Portanto, as novas descobertas em relação à CS impulsionaram novos tratamentos clínicos, com abordagens hormonais e cirúrgicos, com estimulações estereotáxicas no hipotálamo póstero-inferior, principalmente visando os pacientes sem resposta ao tratamento clínico.

Quanto ao tratamento clínico, o raciocínio é baseado em agentes que afetem direta ou indiretamente o hipotálamo. Este tipo de tratamento tem demonstrado eficácia em casos mais difíceis e não responsivos ao tratamento convencional.

De fato, sofrer de cefaleia em salvas intratável é uma atroz condição que afeta todos os aspectos da vida dos pacientes e pode até levar alguns deles a cometer suicídio como uma solução desesperada final para acabar com a dor. Mesmo os casos episódicos cuja salva está mais duradoura, muitas vezes necessitam de tratamentos mais eficazes para controle das crises. Essa nova abordagem surge como uma esperança para modificar o curso da doença.

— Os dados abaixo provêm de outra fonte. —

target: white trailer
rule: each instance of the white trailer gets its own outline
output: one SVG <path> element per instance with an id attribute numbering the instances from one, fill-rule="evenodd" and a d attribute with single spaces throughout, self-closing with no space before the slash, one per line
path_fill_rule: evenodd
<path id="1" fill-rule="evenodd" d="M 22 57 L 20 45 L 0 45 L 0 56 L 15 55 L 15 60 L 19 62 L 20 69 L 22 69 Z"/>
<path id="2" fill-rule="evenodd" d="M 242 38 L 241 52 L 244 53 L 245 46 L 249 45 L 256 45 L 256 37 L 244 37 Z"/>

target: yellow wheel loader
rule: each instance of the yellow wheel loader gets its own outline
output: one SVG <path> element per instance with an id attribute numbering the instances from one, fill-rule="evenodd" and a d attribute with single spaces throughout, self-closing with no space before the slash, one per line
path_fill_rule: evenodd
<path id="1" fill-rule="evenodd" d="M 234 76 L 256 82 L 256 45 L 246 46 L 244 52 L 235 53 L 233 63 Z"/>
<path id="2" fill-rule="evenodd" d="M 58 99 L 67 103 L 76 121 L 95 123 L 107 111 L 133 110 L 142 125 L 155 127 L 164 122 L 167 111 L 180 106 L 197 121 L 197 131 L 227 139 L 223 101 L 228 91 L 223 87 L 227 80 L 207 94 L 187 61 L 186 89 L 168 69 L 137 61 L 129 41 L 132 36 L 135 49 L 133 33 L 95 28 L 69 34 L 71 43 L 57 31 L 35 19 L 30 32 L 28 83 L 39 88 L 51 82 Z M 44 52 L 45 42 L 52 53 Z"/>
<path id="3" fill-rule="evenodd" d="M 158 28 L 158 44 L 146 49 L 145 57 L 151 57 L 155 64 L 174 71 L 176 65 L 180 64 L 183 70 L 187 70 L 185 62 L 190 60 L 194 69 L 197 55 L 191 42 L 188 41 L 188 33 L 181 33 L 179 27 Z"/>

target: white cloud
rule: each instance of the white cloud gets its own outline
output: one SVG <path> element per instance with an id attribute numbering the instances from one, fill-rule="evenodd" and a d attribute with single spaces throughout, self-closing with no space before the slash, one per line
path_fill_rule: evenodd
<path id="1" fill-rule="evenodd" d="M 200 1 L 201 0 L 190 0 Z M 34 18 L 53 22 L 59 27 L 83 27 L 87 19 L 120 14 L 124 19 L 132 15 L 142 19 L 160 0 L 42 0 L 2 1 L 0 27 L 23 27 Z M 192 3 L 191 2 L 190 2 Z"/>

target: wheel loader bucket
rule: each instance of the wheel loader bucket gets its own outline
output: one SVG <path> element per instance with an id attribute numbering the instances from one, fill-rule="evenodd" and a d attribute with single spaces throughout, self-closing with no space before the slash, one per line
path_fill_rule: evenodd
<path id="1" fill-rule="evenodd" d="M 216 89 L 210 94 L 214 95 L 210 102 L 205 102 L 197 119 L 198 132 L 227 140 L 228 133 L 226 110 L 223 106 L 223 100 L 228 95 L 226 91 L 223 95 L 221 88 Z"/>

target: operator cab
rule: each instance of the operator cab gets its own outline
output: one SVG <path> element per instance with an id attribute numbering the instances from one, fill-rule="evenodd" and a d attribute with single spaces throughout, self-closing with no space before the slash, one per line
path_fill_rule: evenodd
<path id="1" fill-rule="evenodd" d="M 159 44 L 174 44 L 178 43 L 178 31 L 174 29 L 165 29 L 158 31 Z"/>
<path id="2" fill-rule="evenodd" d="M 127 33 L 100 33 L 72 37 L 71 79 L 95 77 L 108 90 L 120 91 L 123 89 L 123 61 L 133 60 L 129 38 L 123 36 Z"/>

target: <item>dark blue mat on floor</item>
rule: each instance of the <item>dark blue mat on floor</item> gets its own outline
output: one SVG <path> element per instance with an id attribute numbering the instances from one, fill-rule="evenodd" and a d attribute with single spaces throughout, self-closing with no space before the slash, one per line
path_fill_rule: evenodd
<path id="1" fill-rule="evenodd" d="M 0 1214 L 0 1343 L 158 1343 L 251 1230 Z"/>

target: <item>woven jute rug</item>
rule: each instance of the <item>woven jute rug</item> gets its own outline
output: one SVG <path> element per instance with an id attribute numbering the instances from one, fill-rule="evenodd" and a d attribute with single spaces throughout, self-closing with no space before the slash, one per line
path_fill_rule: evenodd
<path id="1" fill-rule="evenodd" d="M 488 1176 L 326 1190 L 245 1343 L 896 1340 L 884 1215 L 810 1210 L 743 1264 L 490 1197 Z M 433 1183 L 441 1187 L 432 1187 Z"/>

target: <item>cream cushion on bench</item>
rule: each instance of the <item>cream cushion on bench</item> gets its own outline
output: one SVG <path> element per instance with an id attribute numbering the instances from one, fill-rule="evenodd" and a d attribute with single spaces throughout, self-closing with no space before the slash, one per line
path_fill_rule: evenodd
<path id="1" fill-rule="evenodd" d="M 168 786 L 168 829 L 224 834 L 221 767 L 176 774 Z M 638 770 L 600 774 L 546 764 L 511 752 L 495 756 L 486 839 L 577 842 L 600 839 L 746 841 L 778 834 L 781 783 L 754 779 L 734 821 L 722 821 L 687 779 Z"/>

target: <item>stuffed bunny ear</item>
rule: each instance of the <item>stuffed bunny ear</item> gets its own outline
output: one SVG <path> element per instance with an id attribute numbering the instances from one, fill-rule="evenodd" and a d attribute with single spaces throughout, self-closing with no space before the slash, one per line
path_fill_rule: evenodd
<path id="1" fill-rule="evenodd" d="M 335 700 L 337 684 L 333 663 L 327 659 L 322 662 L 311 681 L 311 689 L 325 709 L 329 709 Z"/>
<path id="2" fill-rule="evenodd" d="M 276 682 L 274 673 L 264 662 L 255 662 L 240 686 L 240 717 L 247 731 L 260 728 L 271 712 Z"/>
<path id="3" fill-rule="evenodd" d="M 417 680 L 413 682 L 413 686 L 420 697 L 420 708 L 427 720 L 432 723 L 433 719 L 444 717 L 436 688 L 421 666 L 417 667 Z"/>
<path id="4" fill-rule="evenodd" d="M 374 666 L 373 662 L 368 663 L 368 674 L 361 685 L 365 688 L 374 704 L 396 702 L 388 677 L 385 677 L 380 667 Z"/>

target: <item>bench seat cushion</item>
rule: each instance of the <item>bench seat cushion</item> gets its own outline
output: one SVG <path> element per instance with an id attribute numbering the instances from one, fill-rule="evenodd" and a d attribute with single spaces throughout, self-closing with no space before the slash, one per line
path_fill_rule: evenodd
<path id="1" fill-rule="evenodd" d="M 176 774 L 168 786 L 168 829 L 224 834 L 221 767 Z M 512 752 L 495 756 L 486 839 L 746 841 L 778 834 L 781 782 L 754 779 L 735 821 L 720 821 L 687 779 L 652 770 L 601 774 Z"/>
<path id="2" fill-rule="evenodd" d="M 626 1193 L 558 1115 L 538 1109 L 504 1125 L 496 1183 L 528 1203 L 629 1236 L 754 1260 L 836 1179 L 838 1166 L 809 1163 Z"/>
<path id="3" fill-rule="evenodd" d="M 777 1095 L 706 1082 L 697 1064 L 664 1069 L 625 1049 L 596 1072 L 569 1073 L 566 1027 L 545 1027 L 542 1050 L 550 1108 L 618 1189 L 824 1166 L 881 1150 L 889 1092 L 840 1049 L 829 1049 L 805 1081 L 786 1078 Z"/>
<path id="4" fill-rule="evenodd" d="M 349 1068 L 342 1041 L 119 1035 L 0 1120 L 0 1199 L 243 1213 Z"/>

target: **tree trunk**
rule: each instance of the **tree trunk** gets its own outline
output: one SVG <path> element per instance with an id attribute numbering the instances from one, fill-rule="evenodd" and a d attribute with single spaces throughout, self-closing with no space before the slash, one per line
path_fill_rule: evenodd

Talvez o controle absoluto das crises o mais precoce possível possa encurtar o período das salvas ou aumentar o período de remissão, ou mesmo impedir que a dor episódica se torne crônica. Como esse processo continua desconhecido, visamos diminuir o sofrimento dos pacientes com cefaleia em salvas de difícil controle, diminuir as doses dos medicamentos em uso e até, quem sabe, mudar o padrão das crises.

Fisiologia dos hormônios sexuais, testosterona e o clomifeno

A testosterona se encontra baixa na maioria dos pacientes, tanto do sexo feminino, quanto do sexo masculino, independente da idade. O uso da reposição de testosterona direta não se mostrou eficaz. A partir daí, os pesquisadores observaram que o clomifeno, uma droga não esteroide, com propriedades estrogênicas e antiestrogênicas, apresentava resultados positivos em casos isolados. Devemos entender o mecanismo desta medicação para compreendermos o porque ela aumenta a testosterona de forma fisiológica, mecanismo que possivelmente interfere no hipotálamo diretamente.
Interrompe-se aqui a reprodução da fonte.